Running a school or school system has never been simple, but nowadays the job requires a sophisticated understanding of the larger education landscape. Are we centralizing or flattening out? Adopting a free-market approach or swinging back toward a more traditional educator-driven outlook? The answer has been different at different moments, and sometimes it’s “all of the above.”
Priscilla Wohlstetter (TC file photo)
On the one hand, “districts are run as hierarchical businesses, with the power at the top, and instructions coming from the top down,” says Teachers College’s Priscilla Wohlstetter, Distinguished Research Professor. Witness the rise of mayoral control in big urban school systems during the past 25 years, as well as stronger federal and state accountability measures, and the introduction of the Common Core State Standards.
Districts are run as hierarchical businesses, with the power at the top, and instructions coming from the top down,” but there's also growing recognition that “it’s critically important for information to come from the bottom up as well, because the people making the decisions on the ground know the most about how implementation is going.”
—Priscilla Wohlstetter
Yet there’s also been growing recognition that, as Wohlstetter puts it, “it’s critically important for information to come from the bottom up as well, because the people making the decisions on the ground know the most about how implementation is going.” Thus, responsibility for figuring out how to meet standards and ensure learning has increasingly been pushed out to communities and schools. Spurred initially by funding from the philanthropist Walter Annenberg during the early 1990s, and most recently by a new initiative by the Bill and Melinda Gates Foundation, K-12 public education has seen the rise of “networks for school improvement” (NSI) – groups of schools that work with partner organizations to improve teaching and learning, typically for underserved minorities.
Now, a team led by Wohlstetter has published a new guide to help education leaders maximize their success in working with these networks. Among the co-authors are two Teachers College doctoral students, Megan Duff and Clare Buckley Flack. The effort was conducted under the auspices of the Spencer Foundation.
Titled “Managing Networks for School Improvement: Seven Lessons from the Field,” the guide is the result of a three-year study of a diverse sample of organizations that comprise four different types of networks: groups of schools in a particular geographic area that are supported by local district superintendents; field support centers, which partner with district superintendents and work with schools; affinity organizations, which are independent nonprofits that work under contract from the central district office to support a group of district schools; and charter school management organizations that operate outside the district, supporting their member schools. There are profound differences among these different types of networks, but all, to borrow Wohlstetter’s image, are like wheels, with the network as the hub and participating schools as the spokes.
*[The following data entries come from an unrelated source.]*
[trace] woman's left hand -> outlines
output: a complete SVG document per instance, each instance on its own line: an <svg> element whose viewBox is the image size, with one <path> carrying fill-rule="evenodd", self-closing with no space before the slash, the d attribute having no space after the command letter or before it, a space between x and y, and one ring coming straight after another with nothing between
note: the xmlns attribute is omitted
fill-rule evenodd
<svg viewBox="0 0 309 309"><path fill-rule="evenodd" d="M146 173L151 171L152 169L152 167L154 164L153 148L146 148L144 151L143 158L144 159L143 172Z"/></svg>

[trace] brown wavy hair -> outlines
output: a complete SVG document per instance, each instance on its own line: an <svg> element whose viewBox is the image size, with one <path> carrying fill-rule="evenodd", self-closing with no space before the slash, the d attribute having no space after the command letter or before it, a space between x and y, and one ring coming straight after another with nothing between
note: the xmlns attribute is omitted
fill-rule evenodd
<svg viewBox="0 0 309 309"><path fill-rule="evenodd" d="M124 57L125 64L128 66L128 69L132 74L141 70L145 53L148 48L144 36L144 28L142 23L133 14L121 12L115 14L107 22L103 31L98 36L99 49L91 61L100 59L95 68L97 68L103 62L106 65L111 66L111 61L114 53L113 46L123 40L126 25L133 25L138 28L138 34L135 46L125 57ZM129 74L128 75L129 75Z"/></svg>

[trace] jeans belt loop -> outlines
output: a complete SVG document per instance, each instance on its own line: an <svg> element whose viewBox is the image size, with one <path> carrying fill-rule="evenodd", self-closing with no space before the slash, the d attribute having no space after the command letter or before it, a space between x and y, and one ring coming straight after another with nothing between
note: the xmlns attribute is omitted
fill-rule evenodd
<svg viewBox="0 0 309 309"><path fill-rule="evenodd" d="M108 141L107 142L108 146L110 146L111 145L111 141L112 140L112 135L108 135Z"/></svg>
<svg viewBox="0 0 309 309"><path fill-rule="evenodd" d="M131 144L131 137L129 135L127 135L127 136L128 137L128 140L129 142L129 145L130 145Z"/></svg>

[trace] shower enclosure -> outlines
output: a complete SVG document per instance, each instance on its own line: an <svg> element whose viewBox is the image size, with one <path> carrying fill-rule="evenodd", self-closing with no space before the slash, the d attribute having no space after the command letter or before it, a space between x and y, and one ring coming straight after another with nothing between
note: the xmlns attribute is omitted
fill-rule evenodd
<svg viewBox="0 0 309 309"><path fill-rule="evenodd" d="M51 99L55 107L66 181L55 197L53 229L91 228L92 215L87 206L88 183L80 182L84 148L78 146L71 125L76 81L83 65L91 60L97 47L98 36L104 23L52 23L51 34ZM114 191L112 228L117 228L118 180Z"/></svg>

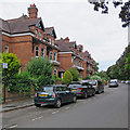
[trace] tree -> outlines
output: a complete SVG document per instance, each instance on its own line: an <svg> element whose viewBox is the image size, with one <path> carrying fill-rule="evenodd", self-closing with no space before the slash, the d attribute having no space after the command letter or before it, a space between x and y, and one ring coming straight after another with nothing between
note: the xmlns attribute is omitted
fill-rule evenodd
<svg viewBox="0 0 130 130"><path fill-rule="evenodd" d="M127 80L130 77L129 74L129 53L130 53L130 46L126 48L122 55L116 61L115 65L112 65L107 69L107 76L113 79L119 80Z"/></svg>
<svg viewBox="0 0 130 130"><path fill-rule="evenodd" d="M18 74L18 70L21 68L21 62L20 60L17 60L15 54L3 52L2 63L8 63L8 69L2 69L3 77L11 78L14 75Z"/></svg>
<svg viewBox="0 0 130 130"><path fill-rule="evenodd" d="M90 79L90 76L89 76L89 75L87 75L87 76L83 78L83 80L87 80L87 79Z"/></svg>
<svg viewBox="0 0 130 130"><path fill-rule="evenodd" d="M69 84L73 81L73 76L69 70L66 70L63 75L63 81L65 84Z"/></svg>
<svg viewBox="0 0 130 130"><path fill-rule="evenodd" d="M53 65L48 58L32 57L26 65L25 70L28 72L30 78L36 82L37 89L43 84L52 83Z"/></svg>
<svg viewBox="0 0 130 130"><path fill-rule="evenodd" d="M94 61L94 62L95 62L95 61ZM99 72L99 65L100 65L100 64L95 62L95 73Z"/></svg>
<svg viewBox="0 0 130 130"><path fill-rule="evenodd" d="M107 80L108 76L106 74L106 72L101 70L100 73L94 74L94 76L100 76L103 80Z"/></svg>
<svg viewBox="0 0 130 130"><path fill-rule="evenodd" d="M91 4L94 4L94 11L99 11L99 9L102 10L103 14L108 14L108 3L113 2L114 6L117 8L121 5L121 10L119 13L119 18L121 18L122 27L126 27L129 25L130 22L130 0L127 2L122 2L122 0L88 0Z"/></svg>
<svg viewBox="0 0 130 130"><path fill-rule="evenodd" d="M75 68L70 68L69 72L73 76L73 81L78 81L78 79L80 78L79 72Z"/></svg>

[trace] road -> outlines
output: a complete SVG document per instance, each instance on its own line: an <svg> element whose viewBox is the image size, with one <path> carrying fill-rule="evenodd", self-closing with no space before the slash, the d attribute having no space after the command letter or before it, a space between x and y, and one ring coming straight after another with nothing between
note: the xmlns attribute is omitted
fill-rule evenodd
<svg viewBox="0 0 130 130"><path fill-rule="evenodd" d="M128 128L128 86L61 108L31 106L3 113L3 128Z"/></svg>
Among the guide’s recommendations – aimed, collectively, at district leaders, principals, and network managers, are to:
Develop a clear and coherent instructional vision. “Although NSI varied in their visions of high-quality curriculum, pedagogy and educational outcomes, nearly all NSI articulated core beliefs to guide how network members conceptualized teaching and learning,” the authors write.”
Empower schools to make decisions. Successful networks have typically “sought to empower their members schools by deliberately granting them decision rights over matters such as goal-setting, operations, curriculum use, and professional learning,” the guide states. “NSI also jointly collaborated on data analysis to empower educators to make informed instructional decisions.” And all NSI in studied by the authors “valued adaptation and teacher-level instructional decision-making to some degree.”
Facilitate inter-school collaboration. The networks examined by the authors “developed ways to foster collaboration between member schools to promote knowledge-sharing, accelerate network-wide learning and innovation, and strengthen bonds of network trust.”
Work toward ongoing, continuous improvement. “To varying degrees, the NSI in our study viewed their support as works in progress, deploying mechanisms to gather data and other evidence to build and modify them. This was particularly important given adoption of the New York State Common Core Learning Standards, which produced seismic shifts in how NSI hubs judged the quality of their instruction guidance and supports.”
In the ever-evolving world of public education, such shifts seem likely to continue. But as in other walks of life, the ability to get out there and network will likely only increase in importance.